I have a native multithreaded Win32 application written in C++ which has about 3 relatively busy threads and 4 to 6 threads that don’t do that much. When it runs in a normal mode total CPU usage adds up to about 15% on an 8-core machine and the application finished in about 30 seconds. And when I restrict the application to only one core by setting the affinity mask to 0x01 it completes faster, in 23 seconds.
I’m guessing it has something to do with the synchronization being cheaper when restricted to one physical core and/or some concurrent memory access issues.
I’m running Windows 7 x64, application is 32-bit. The CPU is Xeon X5570 with 4 cores and HT enabled.
Could anyone explain that behavior in detail? Why that happens and how to predict that kind of behavior ahead of time?
Update: I guess my question wasn’t very clear. I would like to know why it gets faster on one physical core, not why it doesn’t get above 15% on multiple cores.
Without stating the application it is difficult to just guess what is causing the slow running of the application. If you want to go for a detailed analysis, we can consider following factors –
InterProcessor Communication : How much the threads in your application communicate with each other. If they communicate very often, then you will have overhead due to this behavior
Processor Cache Architecture : This is another important factor to see. You should know how the caches of the processor are going to be affected due to threads running on different processor. How much thrashing is going to happen at shared caches.
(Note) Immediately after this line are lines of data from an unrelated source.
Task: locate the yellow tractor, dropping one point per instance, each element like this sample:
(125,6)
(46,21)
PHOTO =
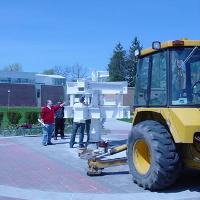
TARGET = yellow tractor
(165,135)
Page Faults : Maybe running on single processor is causing less number of page faults due to sequential nature of your program?
Locks : Lock overheads in your code? This should not cause a slowdown. But in addition to the above mentioned factors, this might add up to some overhead.
NoC on the processor : Definitely, if you allocate different threads to different processor cores, and they are communicating, then you need to know what is the path they are taking. Is there a dedicated connection between them? Perhaps you should have a look at this link.
Processor Load : Last but not the least is that, I hope you are not having other tasks running on other processor cores, causing a lot of context-switches. Context switch is typically very expensive.
Temperature : One effect you should consider is of the processor clock being slowed down if the cpu core is heating up. I think, you will not have this effect, but it also largely depends on the ambient temperature.